Seoul: The South Korean captain of a fishing trawler released this week by Somali pirates has described his months in captivity as "hell", saying he feared constantly for his life.
Kim Dae-Geun was one of 43 crew members -- two Koreans, two Chinese and 39 Kenyans -- freed on Wednesday, four months after their boat was hijacked in Kenyan waters.
The 241-ton Keummi 305 is now heading for the Kenyan port of Mombasa under escort by a Finnish warship.
"What made me most anxious was the fear that I could die at any time," Kim, 54, told Yonhap news agency by satellite phone in an interview published on Friday.
He said his captors continually threatened the crew with loaded guns "so I would have died if they went off by accident".
Kim said the hijackers stole everything from the crew -- shoes, underwear and even toilet paper -- leaving them just one undershirt and two pairs of underpants.
He said his captors also forced him to take part in four other hijacking attempts, two of which were successful.
"Steering the boat to capture other innocent vessels was really more painful than death because I myself was experiencing hell under the pirates," Kim told Yonhap.
"But I had no choice because they threatened to kill me instantly if I didn`t do what I was told."
The reasons for the trawler`s release are unclear.

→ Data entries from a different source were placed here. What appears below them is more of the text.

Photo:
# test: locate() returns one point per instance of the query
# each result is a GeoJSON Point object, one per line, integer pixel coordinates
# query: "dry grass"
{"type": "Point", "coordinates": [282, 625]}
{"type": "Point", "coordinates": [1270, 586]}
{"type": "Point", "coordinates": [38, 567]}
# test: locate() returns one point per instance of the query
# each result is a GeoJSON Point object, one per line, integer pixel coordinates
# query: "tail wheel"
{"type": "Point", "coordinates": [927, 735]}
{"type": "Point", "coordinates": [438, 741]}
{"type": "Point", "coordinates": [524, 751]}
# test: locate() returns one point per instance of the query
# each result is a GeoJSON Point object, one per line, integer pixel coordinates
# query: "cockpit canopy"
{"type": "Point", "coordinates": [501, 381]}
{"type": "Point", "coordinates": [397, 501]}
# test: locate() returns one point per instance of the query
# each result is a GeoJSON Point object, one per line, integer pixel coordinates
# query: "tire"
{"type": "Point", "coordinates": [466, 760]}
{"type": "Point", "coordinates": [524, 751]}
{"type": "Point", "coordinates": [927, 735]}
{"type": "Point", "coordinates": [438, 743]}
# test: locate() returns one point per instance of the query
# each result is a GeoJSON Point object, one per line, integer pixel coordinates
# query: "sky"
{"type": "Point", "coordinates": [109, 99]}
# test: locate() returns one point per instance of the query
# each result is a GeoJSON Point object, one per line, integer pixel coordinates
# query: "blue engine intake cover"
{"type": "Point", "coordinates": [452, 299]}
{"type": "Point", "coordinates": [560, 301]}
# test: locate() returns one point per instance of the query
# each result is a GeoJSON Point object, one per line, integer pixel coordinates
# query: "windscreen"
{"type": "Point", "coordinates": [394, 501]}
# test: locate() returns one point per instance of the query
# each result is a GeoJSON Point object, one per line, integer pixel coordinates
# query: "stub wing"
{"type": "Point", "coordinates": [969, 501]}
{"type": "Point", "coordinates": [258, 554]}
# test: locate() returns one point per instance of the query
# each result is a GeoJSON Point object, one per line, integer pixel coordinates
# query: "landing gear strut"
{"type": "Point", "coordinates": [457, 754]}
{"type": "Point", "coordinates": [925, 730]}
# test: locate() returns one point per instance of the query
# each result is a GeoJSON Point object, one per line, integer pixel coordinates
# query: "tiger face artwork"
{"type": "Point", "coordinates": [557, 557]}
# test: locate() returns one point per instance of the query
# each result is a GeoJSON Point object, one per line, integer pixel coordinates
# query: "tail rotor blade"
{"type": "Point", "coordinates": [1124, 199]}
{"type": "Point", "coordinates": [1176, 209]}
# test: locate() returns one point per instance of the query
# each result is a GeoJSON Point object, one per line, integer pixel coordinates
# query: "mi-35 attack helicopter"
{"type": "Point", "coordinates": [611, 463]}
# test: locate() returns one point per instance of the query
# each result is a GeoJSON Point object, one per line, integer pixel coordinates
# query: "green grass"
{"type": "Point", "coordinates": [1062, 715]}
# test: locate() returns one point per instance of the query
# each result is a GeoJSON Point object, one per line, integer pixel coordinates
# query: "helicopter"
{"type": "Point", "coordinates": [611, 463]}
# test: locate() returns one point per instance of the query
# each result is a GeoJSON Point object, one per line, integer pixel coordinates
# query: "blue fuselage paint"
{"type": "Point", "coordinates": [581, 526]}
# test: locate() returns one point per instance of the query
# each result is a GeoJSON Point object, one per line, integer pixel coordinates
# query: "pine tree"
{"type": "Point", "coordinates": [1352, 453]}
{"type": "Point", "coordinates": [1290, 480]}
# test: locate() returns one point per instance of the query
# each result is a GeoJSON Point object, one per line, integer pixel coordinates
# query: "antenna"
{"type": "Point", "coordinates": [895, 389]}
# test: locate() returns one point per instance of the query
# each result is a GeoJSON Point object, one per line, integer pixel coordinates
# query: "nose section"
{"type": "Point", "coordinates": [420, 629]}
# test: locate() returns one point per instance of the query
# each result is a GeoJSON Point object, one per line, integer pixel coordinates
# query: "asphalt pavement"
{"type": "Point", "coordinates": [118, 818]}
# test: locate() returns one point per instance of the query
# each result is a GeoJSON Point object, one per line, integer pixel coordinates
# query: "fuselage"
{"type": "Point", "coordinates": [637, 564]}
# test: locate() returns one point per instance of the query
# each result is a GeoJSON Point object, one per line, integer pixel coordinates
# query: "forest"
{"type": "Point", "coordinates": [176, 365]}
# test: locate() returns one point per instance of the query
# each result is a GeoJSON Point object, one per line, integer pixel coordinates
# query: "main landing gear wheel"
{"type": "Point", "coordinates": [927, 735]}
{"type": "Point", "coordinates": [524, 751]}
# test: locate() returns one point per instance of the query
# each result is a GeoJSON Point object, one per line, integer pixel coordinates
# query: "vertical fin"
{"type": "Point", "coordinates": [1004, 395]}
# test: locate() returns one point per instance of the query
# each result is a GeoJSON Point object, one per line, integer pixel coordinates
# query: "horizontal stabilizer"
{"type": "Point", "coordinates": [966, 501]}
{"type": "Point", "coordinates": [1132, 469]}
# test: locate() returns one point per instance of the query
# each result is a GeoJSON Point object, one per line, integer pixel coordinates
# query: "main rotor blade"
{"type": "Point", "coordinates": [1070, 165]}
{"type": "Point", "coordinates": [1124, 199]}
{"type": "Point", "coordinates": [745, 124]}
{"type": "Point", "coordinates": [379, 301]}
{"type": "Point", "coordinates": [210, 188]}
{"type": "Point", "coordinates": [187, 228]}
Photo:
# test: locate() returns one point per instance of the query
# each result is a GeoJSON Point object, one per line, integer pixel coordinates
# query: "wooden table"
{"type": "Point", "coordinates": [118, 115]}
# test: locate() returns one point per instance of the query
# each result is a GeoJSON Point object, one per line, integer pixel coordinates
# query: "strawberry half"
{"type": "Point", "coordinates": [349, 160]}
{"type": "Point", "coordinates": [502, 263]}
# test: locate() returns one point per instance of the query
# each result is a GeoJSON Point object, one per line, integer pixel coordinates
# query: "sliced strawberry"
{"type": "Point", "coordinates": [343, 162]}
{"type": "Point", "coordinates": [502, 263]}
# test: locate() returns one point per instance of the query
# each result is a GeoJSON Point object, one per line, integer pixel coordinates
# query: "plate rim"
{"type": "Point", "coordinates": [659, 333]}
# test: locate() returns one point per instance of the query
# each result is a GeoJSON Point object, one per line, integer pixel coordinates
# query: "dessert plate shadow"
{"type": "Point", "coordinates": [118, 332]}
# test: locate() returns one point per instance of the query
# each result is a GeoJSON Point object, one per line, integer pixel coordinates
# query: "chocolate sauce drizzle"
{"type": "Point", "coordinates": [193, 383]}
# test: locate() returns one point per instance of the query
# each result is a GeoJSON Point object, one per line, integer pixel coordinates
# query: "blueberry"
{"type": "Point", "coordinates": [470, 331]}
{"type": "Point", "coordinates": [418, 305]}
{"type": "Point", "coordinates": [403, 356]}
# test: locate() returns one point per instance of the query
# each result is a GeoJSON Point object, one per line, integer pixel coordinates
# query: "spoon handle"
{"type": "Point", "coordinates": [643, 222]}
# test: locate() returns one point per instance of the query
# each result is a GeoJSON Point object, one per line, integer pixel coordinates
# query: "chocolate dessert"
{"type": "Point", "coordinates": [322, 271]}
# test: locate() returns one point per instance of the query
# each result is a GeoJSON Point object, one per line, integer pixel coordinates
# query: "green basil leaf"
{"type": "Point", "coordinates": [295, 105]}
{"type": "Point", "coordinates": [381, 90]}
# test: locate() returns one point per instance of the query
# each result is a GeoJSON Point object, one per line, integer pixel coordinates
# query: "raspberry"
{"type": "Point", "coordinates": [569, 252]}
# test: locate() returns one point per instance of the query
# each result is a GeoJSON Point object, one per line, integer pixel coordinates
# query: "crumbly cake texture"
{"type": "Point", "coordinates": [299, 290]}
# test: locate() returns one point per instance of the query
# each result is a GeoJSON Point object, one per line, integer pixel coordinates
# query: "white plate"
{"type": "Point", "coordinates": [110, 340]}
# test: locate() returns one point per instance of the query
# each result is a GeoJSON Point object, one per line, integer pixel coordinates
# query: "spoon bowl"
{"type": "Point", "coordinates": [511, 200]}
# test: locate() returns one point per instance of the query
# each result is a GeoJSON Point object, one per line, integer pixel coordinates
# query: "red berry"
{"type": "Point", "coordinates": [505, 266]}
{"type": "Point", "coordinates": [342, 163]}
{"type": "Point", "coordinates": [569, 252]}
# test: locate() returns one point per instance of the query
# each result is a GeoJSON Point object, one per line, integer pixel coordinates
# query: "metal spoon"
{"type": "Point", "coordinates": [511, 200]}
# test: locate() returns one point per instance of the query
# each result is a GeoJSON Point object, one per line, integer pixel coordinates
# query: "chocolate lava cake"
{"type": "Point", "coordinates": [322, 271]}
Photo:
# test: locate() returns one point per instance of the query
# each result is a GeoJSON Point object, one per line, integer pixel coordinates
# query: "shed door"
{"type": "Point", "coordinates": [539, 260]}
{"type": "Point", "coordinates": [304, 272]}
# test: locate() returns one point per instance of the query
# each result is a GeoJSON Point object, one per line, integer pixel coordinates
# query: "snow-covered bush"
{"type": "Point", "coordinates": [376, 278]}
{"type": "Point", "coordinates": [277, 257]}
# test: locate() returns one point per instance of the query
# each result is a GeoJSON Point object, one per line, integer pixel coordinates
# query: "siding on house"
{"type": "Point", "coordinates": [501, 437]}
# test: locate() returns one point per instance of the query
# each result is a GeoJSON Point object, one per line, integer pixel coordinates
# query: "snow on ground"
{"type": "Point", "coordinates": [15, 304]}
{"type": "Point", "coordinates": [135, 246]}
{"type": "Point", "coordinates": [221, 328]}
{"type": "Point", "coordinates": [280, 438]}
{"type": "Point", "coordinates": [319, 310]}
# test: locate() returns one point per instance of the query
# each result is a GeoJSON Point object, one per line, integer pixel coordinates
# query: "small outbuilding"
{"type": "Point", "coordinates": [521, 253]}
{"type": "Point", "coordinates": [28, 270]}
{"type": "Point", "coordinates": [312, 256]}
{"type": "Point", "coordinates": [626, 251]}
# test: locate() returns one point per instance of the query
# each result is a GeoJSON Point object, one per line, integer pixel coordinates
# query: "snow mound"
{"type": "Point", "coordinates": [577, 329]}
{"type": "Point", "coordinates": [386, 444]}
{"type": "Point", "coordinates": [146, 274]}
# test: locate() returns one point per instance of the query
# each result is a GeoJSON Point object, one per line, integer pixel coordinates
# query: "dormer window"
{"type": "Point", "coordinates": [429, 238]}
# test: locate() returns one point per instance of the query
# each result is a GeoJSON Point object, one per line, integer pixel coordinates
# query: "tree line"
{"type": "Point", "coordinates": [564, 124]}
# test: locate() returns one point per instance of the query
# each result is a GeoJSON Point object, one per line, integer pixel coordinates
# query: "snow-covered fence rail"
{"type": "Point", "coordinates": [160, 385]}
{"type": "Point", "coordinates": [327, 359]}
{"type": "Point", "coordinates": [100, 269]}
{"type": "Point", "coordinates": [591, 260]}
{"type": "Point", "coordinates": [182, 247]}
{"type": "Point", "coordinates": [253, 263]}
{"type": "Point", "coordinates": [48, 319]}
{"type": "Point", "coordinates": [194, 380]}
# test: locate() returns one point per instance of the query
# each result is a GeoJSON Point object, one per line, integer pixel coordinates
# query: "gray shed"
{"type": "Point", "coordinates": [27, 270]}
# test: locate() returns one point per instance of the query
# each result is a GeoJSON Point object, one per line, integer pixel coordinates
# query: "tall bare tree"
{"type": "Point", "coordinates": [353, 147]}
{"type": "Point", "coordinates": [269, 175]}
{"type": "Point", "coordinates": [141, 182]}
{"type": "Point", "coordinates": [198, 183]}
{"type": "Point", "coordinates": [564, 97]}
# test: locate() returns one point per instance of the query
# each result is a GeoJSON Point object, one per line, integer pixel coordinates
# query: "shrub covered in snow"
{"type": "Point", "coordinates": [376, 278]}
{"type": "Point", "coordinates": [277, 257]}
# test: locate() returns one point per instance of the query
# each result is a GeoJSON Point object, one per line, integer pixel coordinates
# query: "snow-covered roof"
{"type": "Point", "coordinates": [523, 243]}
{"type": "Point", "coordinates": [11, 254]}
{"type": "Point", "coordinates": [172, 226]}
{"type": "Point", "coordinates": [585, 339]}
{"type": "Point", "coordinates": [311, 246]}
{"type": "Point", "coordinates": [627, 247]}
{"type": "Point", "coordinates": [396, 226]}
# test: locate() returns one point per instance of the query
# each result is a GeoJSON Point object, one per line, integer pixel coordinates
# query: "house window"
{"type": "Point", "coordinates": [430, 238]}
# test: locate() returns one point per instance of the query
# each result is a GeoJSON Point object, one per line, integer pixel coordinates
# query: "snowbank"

But sources have said the pirates may have seen little hope of ransom since the boat`s owner had gone bankrupt, and may have found it difficult to feed the crew.
South Korean officials said no ransom was paid.
Since 2006, at least three South Korean vessels have been seized and released after ransoms were paid.
Somali pirates hijacked a South Korean chemical tanker in the Arabian Sea on January 15, but the ship and its crew were rescued by South Korean naval commandos in a dramatic raid six days later.
Eight pirates were killed while all 21 crew were rescued, although the captain was shot and seriously injured.
Five captured Somalis were taken to South Korea and are awaiting trial.